In this thesis, Prof. Berdichevsky’s Variational Asymptotic Method(VAM) has been applied rigorously to alleviate the difficulties faced in modeling thin shell structures(made of such nonlinear materials for the first time in the history of VAM) which inherently exhibit geometric small parameters(such as the ratio of thickness to shortest wavelength of the deformation along the shell reference surface) and physical small parameters(such as moderate strains in certain applications).
Saint Venant-Kirchhoff and neo-Hookean 3-D strain energy functions are considered for isotropic hyperelastic material modeling. Further, these two material models are augmented with electromechanical coupling term through Maxwell stress tensor for dielectric hyperelastic material modeling. A polyconvex 3-D strain energy function is used for the orthotropic hyperelastic model. Upon the application of VAM, in each of the above cases, the original 3-D nonlinear electroelastic problem splits into a nonlinear one-dimensional (1-D) through-the-thickness analysis and a nonlinear two-dimensional(2-D) shell analysis. This greatly reduces the computational cost compared to a full 3-D analysis. Through-the-thickness analysis provides a 2-D nonlinear constitutive law for the shell equations and a set of recovery relations that expresses the 3-D field variables (displacements, strains and stresses) through thethicknessintermsof2-D shell variables calculated in the shell analysis (2-D).

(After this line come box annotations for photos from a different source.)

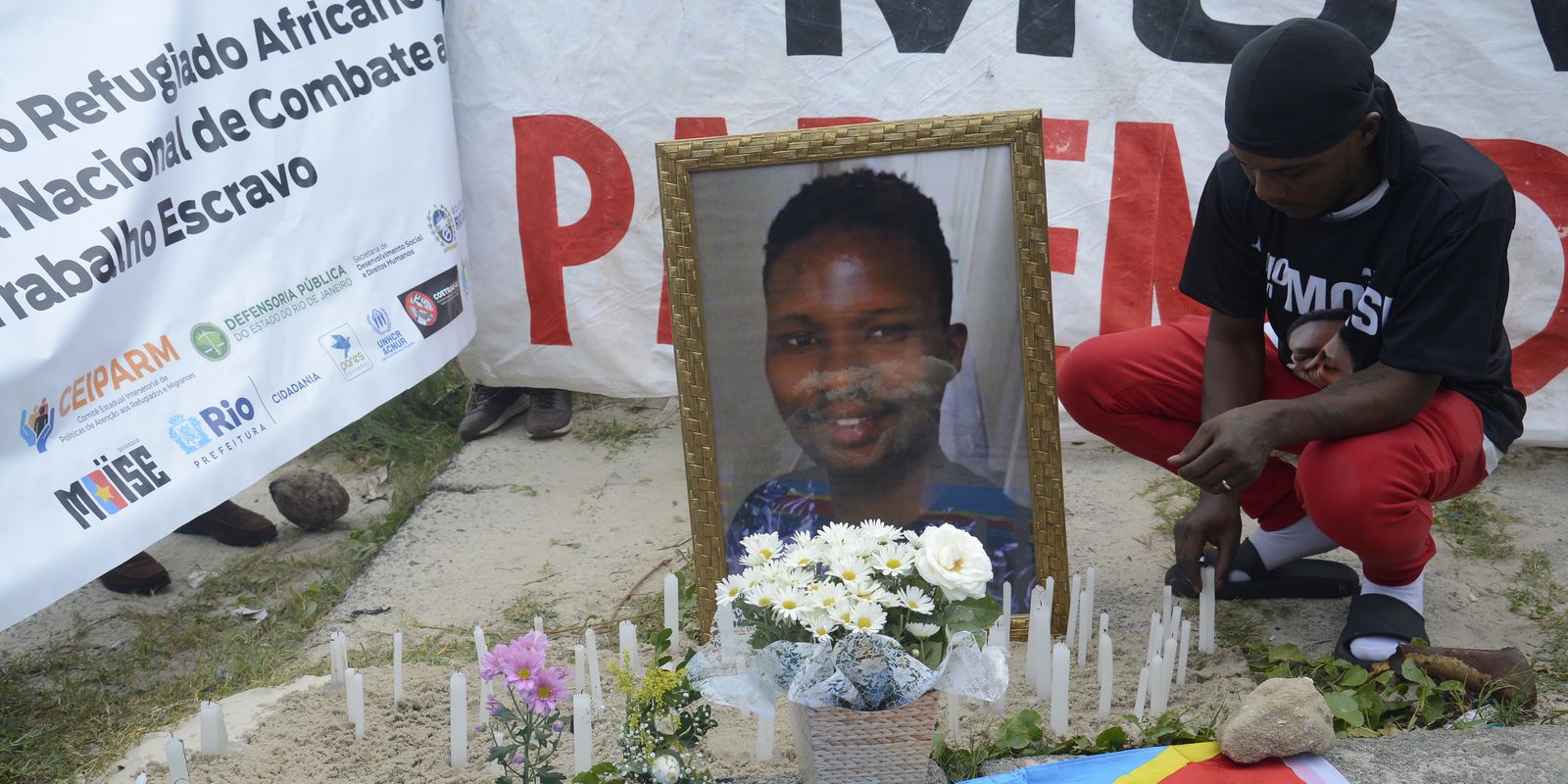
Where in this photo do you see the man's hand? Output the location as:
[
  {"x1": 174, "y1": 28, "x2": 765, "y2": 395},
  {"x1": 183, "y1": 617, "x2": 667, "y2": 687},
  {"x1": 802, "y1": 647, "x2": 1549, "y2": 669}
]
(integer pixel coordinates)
[
  {"x1": 1166, "y1": 402, "x2": 1276, "y2": 496},
  {"x1": 1176, "y1": 492, "x2": 1242, "y2": 590}
]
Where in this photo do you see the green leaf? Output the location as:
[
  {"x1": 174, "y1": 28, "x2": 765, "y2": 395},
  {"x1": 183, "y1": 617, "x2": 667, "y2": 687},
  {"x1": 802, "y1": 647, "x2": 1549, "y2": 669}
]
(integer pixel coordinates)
[{"x1": 1323, "y1": 690, "x2": 1366, "y2": 727}]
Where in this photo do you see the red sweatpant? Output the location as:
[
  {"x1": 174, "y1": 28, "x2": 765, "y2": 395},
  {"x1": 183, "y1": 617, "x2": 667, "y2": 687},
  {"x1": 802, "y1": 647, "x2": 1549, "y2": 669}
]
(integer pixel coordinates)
[{"x1": 1056, "y1": 317, "x2": 1487, "y2": 585}]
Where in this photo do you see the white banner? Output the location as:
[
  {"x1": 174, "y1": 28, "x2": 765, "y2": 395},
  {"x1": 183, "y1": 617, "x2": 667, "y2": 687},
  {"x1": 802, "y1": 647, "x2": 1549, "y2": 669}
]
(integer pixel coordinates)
[
  {"x1": 447, "y1": 0, "x2": 1568, "y2": 445},
  {"x1": 0, "y1": 0, "x2": 473, "y2": 627}
]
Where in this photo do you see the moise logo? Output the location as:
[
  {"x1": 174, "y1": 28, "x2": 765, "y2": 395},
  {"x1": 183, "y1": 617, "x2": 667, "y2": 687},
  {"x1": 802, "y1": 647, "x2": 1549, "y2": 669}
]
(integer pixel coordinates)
[
  {"x1": 22, "y1": 398, "x2": 55, "y2": 455},
  {"x1": 55, "y1": 447, "x2": 170, "y2": 528},
  {"x1": 317, "y1": 324, "x2": 370, "y2": 378},
  {"x1": 425, "y1": 204, "x2": 458, "y2": 251}
]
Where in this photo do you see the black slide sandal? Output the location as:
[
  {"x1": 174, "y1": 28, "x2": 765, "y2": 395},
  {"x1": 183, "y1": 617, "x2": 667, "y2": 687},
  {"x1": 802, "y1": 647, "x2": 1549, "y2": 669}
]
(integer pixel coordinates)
[
  {"x1": 1165, "y1": 541, "x2": 1361, "y2": 599},
  {"x1": 1335, "y1": 593, "x2": 1427, "y2": 668}
]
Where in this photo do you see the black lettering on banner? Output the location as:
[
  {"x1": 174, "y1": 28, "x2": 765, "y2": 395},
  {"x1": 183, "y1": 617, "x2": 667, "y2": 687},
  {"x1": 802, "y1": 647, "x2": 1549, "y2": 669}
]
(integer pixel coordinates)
[
  {"x1": 1132, "y1": 0, "x2": 1398, "y2": 65},
  {"x1": 1531, "y1": 0, "x2": 1568, "y2": 71},
  {"x1": 784, "y1": 0, "x2": 972, "y2": 57},
  {"x1": 1017, "y1": 0, "x2": 1077, "y2": 57}
]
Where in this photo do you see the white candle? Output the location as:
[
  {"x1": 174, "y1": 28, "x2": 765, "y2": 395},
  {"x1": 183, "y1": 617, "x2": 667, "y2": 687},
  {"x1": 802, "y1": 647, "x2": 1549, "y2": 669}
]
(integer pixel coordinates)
[
  {"x1": 345, "y1": 668, "x2": 366, "y2": 740},
  {"x1": 1079, "y1": 566, "x2": 1100, "y2": 655},
  {"x1": 621, "y1": 621, "x2": 641, "y2": 674},
  {"x1": 1079, "y1": 588, "x2": 1095, "y2": 666},
  {"x1": 1061, "y1": 574, "x2": 1084, "y2": 651},
  {"x1": 664, "y1": 574, "x2": 680, "y2": 653},
  {"x1": 1147, "y1": 654, "x2": 1165, "y2": 719},
  {"x1": 1051, "y1": 643, "x2": 1072, "y2": 737},
  {"x1": 1132, "y1": 664, "x2": 1150, "y2": 721},
  {"x1": 1143, "y1": 613, "x2": 1162, "y2": 663},
  {"x1": 392, "y1": 630, "x2": 403, "y2": 708},
  {"x1": 572, "y1": 692, "x2": 593, "y2": 773},
  {"x1": 758, "y1": 710, "x2": 778, "y2": 762},
  {"x1": 447, "y1": 672, "x2": 468, "y2": 768},
  {"x1": 163, "y1": 739, "x2": 191, "y2": 784},
  {"x1": 1100, "y1": 632, "x2": 1116, "y2": 716},
  {"x1": 1198, "y1": 566, "x2": 1213, "y2": 654},
  {"x1": 201, "y1": 701, "x2": 229, "y2": 755},
  {"x1": 577, "y1": 629, "x2": 604, "y2": 708},
  {"x1": 326, "y1": 632, "x2": 348, "y2": 692}
]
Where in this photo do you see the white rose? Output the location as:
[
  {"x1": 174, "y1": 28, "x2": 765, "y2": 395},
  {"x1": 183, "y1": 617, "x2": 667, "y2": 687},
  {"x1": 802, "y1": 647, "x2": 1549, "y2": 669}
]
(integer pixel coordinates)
[
  {"x1": 914, "y1": 523, "x2": 991, "y2": 601},
  {"x1": 649, "y1": 755, "x2": 680, "y2": 784}
]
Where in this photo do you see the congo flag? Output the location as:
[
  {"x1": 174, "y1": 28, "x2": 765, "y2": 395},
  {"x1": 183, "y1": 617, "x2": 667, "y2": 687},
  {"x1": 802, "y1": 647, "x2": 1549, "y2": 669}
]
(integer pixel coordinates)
[{"x1": 970, "y1": 743, "x2": 1348, "y2": 784}]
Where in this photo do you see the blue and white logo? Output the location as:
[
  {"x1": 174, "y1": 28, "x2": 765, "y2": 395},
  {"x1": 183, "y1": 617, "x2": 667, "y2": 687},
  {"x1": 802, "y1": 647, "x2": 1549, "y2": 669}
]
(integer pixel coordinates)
[
  {"x1": 170, "y1": 414, "x2": 212, "y2": 455},
  {"x1": 366, "y1": 308, "x2": 414, "y2": 359}
]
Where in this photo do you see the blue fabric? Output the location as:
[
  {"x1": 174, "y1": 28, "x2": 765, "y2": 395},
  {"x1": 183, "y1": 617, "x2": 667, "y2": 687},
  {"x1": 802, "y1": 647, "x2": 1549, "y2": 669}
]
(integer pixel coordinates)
[{"x1": 969, "y1": 747, "x2": 1170, "y2": 784}]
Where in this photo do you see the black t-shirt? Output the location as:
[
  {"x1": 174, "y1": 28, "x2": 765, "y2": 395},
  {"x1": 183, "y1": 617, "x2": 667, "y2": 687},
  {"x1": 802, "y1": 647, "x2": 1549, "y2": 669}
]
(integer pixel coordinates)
[{"x1": 1181, "y1": 118, "x2": 1524, "y2": 450}]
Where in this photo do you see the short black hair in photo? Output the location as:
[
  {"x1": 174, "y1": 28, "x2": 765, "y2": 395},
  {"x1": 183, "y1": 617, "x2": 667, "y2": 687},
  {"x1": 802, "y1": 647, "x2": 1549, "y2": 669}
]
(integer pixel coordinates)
[{"x1": 762, "y1": 168, "x2": 954, "y2": 326}]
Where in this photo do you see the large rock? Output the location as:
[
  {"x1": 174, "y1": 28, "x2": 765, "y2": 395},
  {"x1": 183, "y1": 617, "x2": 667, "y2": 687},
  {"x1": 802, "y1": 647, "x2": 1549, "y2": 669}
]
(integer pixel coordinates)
[
  {"x1": 1220, "y1": 677, "x2": 1335, "y2": 765},
  {"x1": 269, "y1": 468, "x2": 348, "y2": 530}
]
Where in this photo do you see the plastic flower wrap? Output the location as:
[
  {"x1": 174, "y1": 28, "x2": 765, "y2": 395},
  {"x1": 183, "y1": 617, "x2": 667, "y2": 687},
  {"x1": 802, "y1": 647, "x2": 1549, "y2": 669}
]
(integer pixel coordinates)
[{"x1": 692, "y1": 520, "x2": 1006, "y2": 713}]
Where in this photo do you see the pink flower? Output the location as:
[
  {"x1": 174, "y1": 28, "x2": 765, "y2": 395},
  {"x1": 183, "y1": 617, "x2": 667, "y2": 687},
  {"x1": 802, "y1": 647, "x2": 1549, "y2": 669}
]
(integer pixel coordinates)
[
  {"x1": 500, "y1": 646, "x2": 546, "y2": 692},
  {"x1": 512, "y1": 632, "x2": 551, "y2": 654},
  {"x1": 522, "y1": 666, "x2": 570, "y2": 715}
]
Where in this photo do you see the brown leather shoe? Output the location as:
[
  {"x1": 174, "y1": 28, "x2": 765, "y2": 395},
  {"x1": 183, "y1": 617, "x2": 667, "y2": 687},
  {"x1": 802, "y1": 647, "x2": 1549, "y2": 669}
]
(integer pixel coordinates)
[
  {"x1": 99, "y1": 552, "x2": 170, "y2": 593},
  {"x1": 174, "y1": 500, "x2": 277, "y2": 547}
]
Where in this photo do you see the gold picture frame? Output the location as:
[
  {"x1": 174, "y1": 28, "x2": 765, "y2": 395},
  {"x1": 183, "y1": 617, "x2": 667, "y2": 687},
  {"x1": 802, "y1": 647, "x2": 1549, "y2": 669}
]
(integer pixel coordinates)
[{"x1": 657, "y1": 110, "x2": 1068, "y2": 638}]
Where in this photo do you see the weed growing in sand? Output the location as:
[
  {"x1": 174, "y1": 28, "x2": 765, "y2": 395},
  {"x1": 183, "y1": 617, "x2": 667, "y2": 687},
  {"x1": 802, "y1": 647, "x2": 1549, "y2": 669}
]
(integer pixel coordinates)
[
  {"x1": 1139, "y1": 476, "x2": 1198, "y2": 536},
  {"x1": 0, "y1": 364, "x2": 473, "y2": 781},
  {"x1": 1432, "y1": 489, "x2": 1518, "y2": 560},
  {"x1": 931, "y1": 709, "x2": 1220, "y2": 781},
  {"x1": 577, "y1": 417, "x2": 659, "y2": 460}
]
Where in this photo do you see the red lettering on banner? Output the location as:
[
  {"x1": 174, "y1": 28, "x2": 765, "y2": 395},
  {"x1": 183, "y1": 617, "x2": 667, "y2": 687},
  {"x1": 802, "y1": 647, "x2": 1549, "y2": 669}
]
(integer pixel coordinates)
[
  {"x1": 1468, "y1": 139, "x2": 1568, "y2": 395},
  {"x1": 512, "y1": 115, "x2": 635, "y2": 345},
  {"x1": 657, "y1": 118, "x2": 729, "y2": 345},
  {"x1": 1100, "y1": 122, "x2": 1205, "y2": 334},
  {"x1": 1040, "y1": 118, "x2": 1088, "y2": 274},
  {"x1": 795, "y1": 118, "x2": 880, "y2": 130}
]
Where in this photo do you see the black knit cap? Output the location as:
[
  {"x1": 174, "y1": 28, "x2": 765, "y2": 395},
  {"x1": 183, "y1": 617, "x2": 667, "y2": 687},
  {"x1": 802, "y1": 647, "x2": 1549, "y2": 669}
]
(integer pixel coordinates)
[{"x1": 1225, "y1": 19, "x2": 1378, "y2": 159}]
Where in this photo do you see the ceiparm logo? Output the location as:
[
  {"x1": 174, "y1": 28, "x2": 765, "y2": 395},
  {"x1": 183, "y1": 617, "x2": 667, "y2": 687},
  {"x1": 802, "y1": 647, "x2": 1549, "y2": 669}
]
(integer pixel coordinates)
[
  {"x1": 317, "y1": 324, "x2": 371, "y2": 378},
  {"x1": 191, "y1": 321, "x2": 229, "y2": 363},
  {"x1": 55, "y1": 447, "x2": 170, "y2": 528},
  {"x1": 21, "y1": 398, "x2": 55, "y2": 455}
]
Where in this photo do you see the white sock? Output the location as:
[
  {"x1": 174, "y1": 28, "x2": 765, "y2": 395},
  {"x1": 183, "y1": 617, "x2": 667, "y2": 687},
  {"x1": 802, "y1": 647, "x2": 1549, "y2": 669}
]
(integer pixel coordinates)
[
  {"x1": 1350, "y1": 572, "x2": 1427, "y2": 662},
  {"x1": 1229, "y1": 517, "x2": 1339, "y2": 583}
]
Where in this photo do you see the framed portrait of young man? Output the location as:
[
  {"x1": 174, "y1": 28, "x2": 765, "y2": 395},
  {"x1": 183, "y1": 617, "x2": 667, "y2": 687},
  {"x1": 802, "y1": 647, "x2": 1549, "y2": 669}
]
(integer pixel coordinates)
[{"x1": 657, "y1": 110, "x2": 1068, "y2": 632}]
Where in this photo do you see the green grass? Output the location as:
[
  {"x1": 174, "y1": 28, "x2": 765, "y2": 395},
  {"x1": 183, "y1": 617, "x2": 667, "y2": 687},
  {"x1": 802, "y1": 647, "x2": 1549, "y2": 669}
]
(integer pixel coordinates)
[
  {"x1": 1432, "y1": 489, "x2": 1518, "y2": 560},
  {"x1": 577, "y1": 417, "x2": 659, "y2": 460},
  {"x1": 0, "y1": 364, "x2": 472, "y2": 782},
  {"x1": 1139, "y1": 476, "x2": 1198, "y2": 536}
]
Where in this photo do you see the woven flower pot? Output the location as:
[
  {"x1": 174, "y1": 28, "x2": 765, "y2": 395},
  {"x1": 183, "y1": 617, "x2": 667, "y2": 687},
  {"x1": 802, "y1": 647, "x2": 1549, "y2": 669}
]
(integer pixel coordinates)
[{"x1": 790, "y1": 692, "x2": 936, "y2": 784}]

Analytical expressions (asymptotically accurate) are derived for stiffness, strains, stresses and 3-D warping field for all three material types. Consistent with the three types of 2-D nonlinear constitutive laws,2-D shell theories and corresponding finite element programs have been developed.
Validation of present theory is carried out with a few standard test cases for isotropic hyperelastic material model. For two additional test cases, 3-Dfinite element analysis results for isotropic hyperelastic material model are provided as further proofs of the simultaneous accuracy and computational efficiency of the current asymptotically-correct dimensionally-reduced approach. Application of the dimensionally-reduced dielectric hyperelastic material model is demonstrated through the actuation of a clamped membrane subjected to an electric field. Finally, the through-the-thickness and shell analysis procedures are outlined for the orthotropic nonlinear material model.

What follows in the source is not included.